UNSPECIFIED (2013) Scientific Opinion on the relevance of dissimilar mode of action and its appropriate application for cumulative risk assessment of pesticides residues in food. EFSA Journal, 11 (12): 3472. ISSN 1831-4732
Full text not available from this repository.Abstract
The European Food Safety Authority (EFSA) asked the Panel on Plant Protection Products and their Residues (PPR Panel) to develop a Scientific Opinion on the relevance of dissimilar mode of action and its appropriate application for cumulative risk assessment of pesticides residues in food. The present opinion was preceded by three previous opinions of the PPR Panel (EFSA, 2008, 2009, 2013). The purpose of the present opinion was to assess the relevance of dissimilar modes of action (MoA) for cumulative risk assessment, to evaluate the existing methods for assessing chemicals acting by dissimilar MoA and to identify which methods need to be considered.
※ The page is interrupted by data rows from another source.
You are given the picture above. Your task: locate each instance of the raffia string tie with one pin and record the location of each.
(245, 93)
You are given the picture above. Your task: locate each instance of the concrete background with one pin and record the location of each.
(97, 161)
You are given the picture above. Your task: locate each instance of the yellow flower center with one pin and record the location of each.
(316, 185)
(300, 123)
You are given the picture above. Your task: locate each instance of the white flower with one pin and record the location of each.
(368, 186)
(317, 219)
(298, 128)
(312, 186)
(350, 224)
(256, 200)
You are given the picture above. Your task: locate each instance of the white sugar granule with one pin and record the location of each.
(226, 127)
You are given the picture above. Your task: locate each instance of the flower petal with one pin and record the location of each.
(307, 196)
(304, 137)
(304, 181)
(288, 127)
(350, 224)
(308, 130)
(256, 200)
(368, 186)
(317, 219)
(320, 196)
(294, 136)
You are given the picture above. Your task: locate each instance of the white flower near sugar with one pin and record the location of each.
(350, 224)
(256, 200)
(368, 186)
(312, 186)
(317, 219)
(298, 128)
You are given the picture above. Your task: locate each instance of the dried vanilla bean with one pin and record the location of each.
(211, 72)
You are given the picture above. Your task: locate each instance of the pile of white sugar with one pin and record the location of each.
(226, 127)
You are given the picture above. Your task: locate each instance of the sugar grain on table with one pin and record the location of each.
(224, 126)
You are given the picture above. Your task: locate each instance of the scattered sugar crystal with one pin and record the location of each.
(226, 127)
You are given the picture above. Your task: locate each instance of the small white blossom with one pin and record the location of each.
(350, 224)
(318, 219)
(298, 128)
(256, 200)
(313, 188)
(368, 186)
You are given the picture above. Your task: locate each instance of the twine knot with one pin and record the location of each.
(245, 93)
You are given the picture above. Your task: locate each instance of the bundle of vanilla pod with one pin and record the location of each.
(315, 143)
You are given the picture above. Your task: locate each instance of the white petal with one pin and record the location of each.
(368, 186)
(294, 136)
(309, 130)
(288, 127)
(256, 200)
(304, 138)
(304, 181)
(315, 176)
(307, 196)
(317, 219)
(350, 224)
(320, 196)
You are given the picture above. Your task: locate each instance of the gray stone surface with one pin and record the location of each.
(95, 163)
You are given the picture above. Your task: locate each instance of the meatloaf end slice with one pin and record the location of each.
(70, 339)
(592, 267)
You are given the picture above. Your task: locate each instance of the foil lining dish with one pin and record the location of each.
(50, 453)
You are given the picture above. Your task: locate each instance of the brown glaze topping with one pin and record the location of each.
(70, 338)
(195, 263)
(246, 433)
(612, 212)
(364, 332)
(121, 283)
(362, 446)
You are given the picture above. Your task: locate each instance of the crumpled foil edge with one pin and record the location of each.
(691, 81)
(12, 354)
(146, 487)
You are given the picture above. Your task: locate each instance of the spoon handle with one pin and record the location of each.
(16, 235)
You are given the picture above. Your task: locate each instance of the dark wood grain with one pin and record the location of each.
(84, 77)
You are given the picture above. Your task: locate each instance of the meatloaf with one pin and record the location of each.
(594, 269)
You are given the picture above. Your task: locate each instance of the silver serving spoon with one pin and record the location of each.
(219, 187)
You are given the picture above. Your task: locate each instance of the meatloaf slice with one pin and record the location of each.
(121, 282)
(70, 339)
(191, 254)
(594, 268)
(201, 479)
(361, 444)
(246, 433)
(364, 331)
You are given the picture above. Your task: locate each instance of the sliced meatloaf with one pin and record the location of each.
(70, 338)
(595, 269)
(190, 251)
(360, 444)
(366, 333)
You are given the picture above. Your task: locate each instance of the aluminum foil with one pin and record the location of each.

The PPR Panel restricted its considerations of pesticide combinations with dissimilar modes of action to substances that produce a common adverse effect on the same organ/system. The PPR Panel noted that there is no case documented in the scientific literature where independent action provided more conservative predictions of combination effects than dose addition, and where at the same time independent action also produced accurate predictions. The use of independent action as an assessment concept for combination effects requires demonstration that modes of action of individual substances in a mixture are strictly independent, a condition that can rarely be met in practice. The PPR Panel also noted that there is no cumulative risk assessment method derived from independent action. The PPR Panel therefore recommends using cumulative risk assessment methods derived from dose addition also for the assessment of mixtures of pesticides with dissimilar modes of action, provided they produce a common adverse outcome. Pesticides that produce common adverse outcomes on the same target organ/system should be grouped together in CAGs, and their combined effects assessed by using the concept of dose addition as a pragmatic and conservative default approach for the purpose of assessing cumulative risk in relation to MRL setting or risk assessment of chemical mixtures in practice.